0
votes

Currently, I am writing a function in Haskell to check a list is symmetric or not.

isReflexive :: Eq a => [(a, a)] -> Bool 
isReflexive [] = True
isReflexive xs = and [elem (x, x) xs | x <- [fst u | u <- xs] ++ [snd u | u <- xs]]

test = do
    print(isReflexive [])

main = test

The function works fine on the list that is not empty. However, when I test the empty list with the function, it raised an error

Ambiguous type variable ‘a2’ arising from a use of ‘isReflexive’ prevents the constraint ‘(Eq a2)’ from being solved.

Probable fix: use a type annotation to specify what ‘a2’ should be.

These potential instances exist:

instance Eq Ordering -- Defined in ‘GHC.Classes’

instance Eq Integer -- Defined in ‘integer-gmp-1.0.2.0:GHC.Integer.Type’

instance Eq a => Eq (Maybe a) -- Defined in ‘GHC.Maybe’ ...plus 22 others

...plus 7 instances involving out-of-scope types

(use -fprint-potential-instances to see them all)

• In the first argument of ‘print’, namely ‘(isReflexive [])’ How to fix this error?

1
Completely unrelated to your problem, only a style comment: consider pattern matching. I think and [elem (x, x) xs | (u, v) <- xs, x <- [u, v]] would be a particularly nice example of how to do that.Daniel Wagner

1 Answers

7
votes

The problem is simply that, in order to apply isReflexive, GHC needs to know which type you are using it on.

The type signature of isReflexive - Eq a => [(a, a)] -> Bool doesn't tell GHC a concrete type that the function works on. That's perfectly fine, and usual, but most often the code that calls the function makes it clear what exactly a is in that particular application. That's not so here, because [] has itself a polymorphic (and therefore ambiguous) type, [a] (for any a).

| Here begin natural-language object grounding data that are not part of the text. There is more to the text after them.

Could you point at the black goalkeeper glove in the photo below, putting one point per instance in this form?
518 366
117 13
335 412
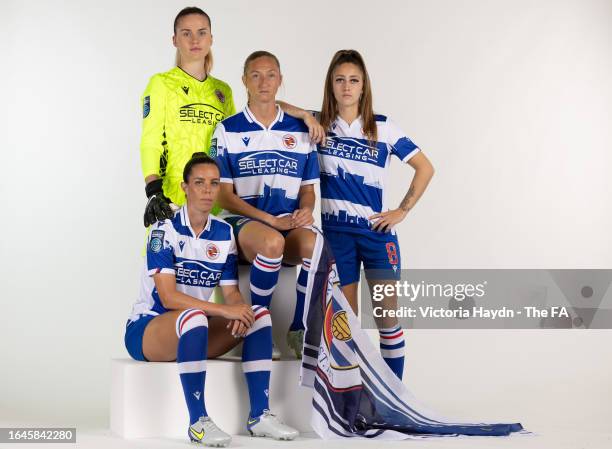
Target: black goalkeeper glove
158 207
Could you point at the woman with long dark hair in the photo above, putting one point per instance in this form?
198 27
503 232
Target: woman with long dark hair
354 163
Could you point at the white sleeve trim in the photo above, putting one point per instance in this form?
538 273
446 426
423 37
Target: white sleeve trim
163 270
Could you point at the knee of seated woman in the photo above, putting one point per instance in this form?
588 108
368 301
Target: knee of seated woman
262 315
273 244
190 319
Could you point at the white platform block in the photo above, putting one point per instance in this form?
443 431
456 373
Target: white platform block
282 306
147 399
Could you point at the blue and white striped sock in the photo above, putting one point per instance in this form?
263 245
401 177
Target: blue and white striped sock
264 277
191 354
257 360
392 348
297 323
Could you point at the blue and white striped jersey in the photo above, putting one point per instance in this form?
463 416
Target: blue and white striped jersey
354 173
266 165
199 262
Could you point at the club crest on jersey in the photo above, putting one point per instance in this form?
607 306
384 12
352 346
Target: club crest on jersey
212 251
146 106
212 152
220 96
157 239
289 141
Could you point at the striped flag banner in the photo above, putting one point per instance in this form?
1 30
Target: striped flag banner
355 393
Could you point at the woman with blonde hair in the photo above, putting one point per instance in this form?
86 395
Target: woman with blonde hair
180 109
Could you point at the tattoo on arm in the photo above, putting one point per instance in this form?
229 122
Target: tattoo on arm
406 200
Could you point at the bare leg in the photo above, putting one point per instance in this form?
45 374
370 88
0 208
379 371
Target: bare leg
387 303
160 342
350 292
257 238
299 245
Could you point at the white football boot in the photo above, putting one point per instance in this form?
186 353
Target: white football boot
268 425
206 432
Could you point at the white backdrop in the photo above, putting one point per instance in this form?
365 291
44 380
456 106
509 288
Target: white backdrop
511 100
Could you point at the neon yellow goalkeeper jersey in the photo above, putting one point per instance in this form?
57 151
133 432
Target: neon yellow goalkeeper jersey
179 117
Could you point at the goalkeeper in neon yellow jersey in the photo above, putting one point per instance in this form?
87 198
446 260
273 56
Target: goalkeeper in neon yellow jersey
181 108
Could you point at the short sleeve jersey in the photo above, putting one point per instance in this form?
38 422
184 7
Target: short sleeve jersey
198 262
354 172
180 114
267 166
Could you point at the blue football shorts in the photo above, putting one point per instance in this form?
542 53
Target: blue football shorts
379 252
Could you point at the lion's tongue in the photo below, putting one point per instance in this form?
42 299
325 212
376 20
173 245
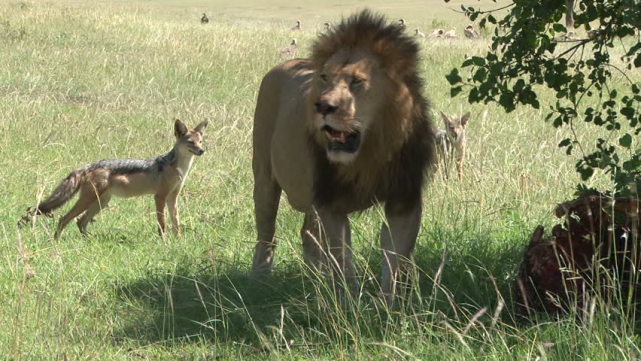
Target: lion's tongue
337 135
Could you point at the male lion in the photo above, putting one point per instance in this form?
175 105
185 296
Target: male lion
340 132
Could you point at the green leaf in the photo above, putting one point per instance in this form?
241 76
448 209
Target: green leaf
625 140
453 77
565 142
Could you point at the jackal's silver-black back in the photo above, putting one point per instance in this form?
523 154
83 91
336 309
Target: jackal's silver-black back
130 165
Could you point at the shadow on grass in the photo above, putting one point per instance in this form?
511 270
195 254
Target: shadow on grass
221 304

To fix it you simply have to provide a concrete type for your [] here, which is consistent with the signature of isReflexive. It really doesn't matter what, but an example from many that will work is:

test = do
    print(isReflexive ([] :: [(Int, Int)]))

(Note that this is exactly what GHC is telling you when it says Probable fix: use a type annotation to specify what 'a2' should be. 'a2' in that message corresponds to 'a' here, GHC tends to use 'a1', 'a2' etc to refer to all type variables.)